Back to Tutorials
ShellA Logo

Extracting Content from Documents

Use shellA to extract structured content from files for renaming, organizing, or export.

Introduction

In this tutorial, you'll learn how to extract structured content like metadata and key fields from documents. With shellA, you can use this information to rename, organize, and export your files more efficiently.

Standard/Light vs Pro

Pro: Sends file content to an external LLM for advanced AI extraction—ideal for unstructured or complex data.
Standard/Light: Performs rules-based or metadata-based extraction without sending file content to an external AI. Great for structured docs or simple keyword-based extraction.

What You'll Learn

  • How to extract fields like vendor, invoice number, and total from documents
  • How to rename and organize files using extracted data
  • How to export extracted content into spreadsheets

Prerequisites

  • shellA installed on your machine
  • Sample documents to test with (invoices, letters, reports)

Extract Key Info

Use natural language to extract metadata or key fields like vendor names, totals, invoice numbers, or dates from files like PDFs, DOCX, and scanned documents.

"Extract invoice number, vendor, and total from all PDFs in the Invoices folder"

Pro Example

ShellA uses an LLM to parse unstructured text in each PDF, extracting the exact fields. Works well even if the invoice layout varies between documents.

Standard/Light Example

ShellA matches predefined patterns or keywords (e.g., “Invoice #” or “Vendor:”) in the text. More limited if each invoice uses a different layout, but effective with consistent document structures or known fields in metadata.

Export to CSV

Once you’ve extracted metadata, shellA allows you to export that information into CSV format, creating a structured spreadsheet for reporting, analysis, or archiving.

"Export all extracted metadata from Invoices folder to a CSV file"

Both Standard/Light and Pro users can export extracted fields to CSV. The difference is in how these fields are discovered (rules-based vs.

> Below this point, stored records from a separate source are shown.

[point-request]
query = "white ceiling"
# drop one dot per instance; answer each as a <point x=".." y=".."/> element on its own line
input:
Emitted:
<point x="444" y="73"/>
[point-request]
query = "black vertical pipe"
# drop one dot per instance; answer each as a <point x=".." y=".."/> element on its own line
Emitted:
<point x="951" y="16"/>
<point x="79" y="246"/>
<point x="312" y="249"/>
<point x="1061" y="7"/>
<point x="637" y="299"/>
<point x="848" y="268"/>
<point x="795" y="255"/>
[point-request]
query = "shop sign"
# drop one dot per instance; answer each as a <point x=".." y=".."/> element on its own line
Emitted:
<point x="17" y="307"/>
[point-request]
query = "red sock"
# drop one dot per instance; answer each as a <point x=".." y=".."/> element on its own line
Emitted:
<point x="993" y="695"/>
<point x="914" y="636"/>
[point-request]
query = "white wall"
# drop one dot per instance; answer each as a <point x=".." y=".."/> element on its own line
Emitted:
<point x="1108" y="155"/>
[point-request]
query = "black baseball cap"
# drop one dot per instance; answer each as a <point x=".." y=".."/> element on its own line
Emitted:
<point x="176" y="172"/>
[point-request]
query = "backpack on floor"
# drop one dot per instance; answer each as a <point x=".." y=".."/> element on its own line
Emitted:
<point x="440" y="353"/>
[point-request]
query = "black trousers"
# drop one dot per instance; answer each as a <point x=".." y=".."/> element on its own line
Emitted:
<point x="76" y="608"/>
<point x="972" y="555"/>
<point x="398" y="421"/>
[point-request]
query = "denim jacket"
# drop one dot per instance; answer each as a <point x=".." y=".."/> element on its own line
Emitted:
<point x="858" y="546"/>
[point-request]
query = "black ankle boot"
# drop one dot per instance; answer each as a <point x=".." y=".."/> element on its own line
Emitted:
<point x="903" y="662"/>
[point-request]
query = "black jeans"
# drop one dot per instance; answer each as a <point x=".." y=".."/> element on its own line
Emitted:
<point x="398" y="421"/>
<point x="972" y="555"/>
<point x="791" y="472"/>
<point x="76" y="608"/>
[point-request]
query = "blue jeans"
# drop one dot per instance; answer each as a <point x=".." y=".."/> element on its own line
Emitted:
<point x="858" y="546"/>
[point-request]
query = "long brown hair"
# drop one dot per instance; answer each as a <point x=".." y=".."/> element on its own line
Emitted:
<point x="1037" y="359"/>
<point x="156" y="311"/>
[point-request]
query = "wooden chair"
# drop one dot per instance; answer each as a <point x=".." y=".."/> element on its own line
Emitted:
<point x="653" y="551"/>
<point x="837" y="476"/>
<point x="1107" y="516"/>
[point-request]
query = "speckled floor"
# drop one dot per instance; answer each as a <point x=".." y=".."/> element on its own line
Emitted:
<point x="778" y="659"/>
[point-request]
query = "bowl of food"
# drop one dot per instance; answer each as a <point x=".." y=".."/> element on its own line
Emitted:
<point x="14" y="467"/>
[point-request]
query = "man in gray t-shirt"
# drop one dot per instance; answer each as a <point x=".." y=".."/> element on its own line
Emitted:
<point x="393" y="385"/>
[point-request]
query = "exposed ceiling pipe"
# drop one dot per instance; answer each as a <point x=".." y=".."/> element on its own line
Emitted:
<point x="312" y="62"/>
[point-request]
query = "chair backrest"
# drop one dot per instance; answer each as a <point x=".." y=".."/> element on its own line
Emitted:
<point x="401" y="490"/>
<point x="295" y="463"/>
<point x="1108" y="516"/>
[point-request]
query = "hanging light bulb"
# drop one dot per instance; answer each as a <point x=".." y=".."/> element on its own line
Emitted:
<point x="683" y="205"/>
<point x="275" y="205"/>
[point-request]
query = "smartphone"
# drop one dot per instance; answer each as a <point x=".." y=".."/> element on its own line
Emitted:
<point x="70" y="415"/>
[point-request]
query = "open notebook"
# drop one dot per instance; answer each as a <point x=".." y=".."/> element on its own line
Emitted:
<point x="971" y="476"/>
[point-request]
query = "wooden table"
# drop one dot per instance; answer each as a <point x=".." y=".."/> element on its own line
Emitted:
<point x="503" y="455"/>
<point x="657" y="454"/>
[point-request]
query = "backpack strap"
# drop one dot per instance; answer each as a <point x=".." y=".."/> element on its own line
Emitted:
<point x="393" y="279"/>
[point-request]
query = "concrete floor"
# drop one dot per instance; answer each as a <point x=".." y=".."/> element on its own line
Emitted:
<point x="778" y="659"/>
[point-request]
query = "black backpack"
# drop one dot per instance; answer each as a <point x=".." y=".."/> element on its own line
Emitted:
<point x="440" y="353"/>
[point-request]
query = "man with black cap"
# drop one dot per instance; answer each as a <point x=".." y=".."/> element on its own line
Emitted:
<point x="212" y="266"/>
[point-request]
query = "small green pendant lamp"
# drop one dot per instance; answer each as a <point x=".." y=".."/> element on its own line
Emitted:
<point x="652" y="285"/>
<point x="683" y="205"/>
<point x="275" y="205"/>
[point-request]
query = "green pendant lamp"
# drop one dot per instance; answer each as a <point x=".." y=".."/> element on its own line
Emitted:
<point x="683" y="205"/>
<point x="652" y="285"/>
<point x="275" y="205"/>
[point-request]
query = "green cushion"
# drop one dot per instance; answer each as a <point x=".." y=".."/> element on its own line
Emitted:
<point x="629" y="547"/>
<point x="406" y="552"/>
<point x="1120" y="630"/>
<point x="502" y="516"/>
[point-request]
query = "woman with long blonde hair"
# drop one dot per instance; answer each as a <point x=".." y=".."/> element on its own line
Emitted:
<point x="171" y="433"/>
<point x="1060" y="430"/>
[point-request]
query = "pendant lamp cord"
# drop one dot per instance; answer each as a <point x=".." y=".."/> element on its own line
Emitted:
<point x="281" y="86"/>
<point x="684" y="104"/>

LLM-driven).

Rename Files

Apply structured filenames using extracted data like vendor, date, and document type.

"Rename all invoices to 'Invoice_[VendorName]_[Date]_[InvoiceNumber].pdf'"

After extracting fields, you can dynamically rename files to keep your system organized— whether those fields came from AI analysis (Pro) or from simple pattern-based identification (Standard/Light).

Organize Files

Sort and move files into folders using extracted values. For example, by vendor or by year.

"Move all invoices into folders by vendor name"

As before, the main difference is how the data was extracted. The actual moving/organizing workflow is similar across tiers.

Examples

Try shellA with real-world scenarios:

  • "Extract total and due date from document.pdf"
  • "Rename file to [Company]_Invoice_[Date].pdf"
  • "Export extracted values to invoices.csv"

Practice Exercises

Exercise 1: Extract & Export
  1. Extract vendor, date, and invoice number from all PDFs in the Invoices folder
  2. Export the metadata to a file named invoices.csv
  3. Hint (Pro):Let the LLM parse each PDF for relevant fields automatically.
  4. Hint (Standard/Light):Use known keywords or structured metadata for extraction.
Exercise 2: Rename with Metadata
  1. Use extracted data to rename all invoice files using the pattern "[VendorName]_[Date]_[InvoiceNumber].pdf"
  2. Ensure all renamed files follow a consistent naming convention
Exercise 3: Auto-Organize
  1. Create folders for each vendor
  2. Move each file to the corresponding vendor folder

Summary

In this tutorial, you learned how to:

  • Extract metadata and content fields from documents
  • Rename and organize files using that data
  • Export structured data to CSV for reporting or archiving

Use shellA to streamline how you process large volumes of documents and turn unstructured data into useful, searchable records. Whether you’re on Standard/Light or Pro, you can scale your extraction and transformation workflows to meet your specific needs.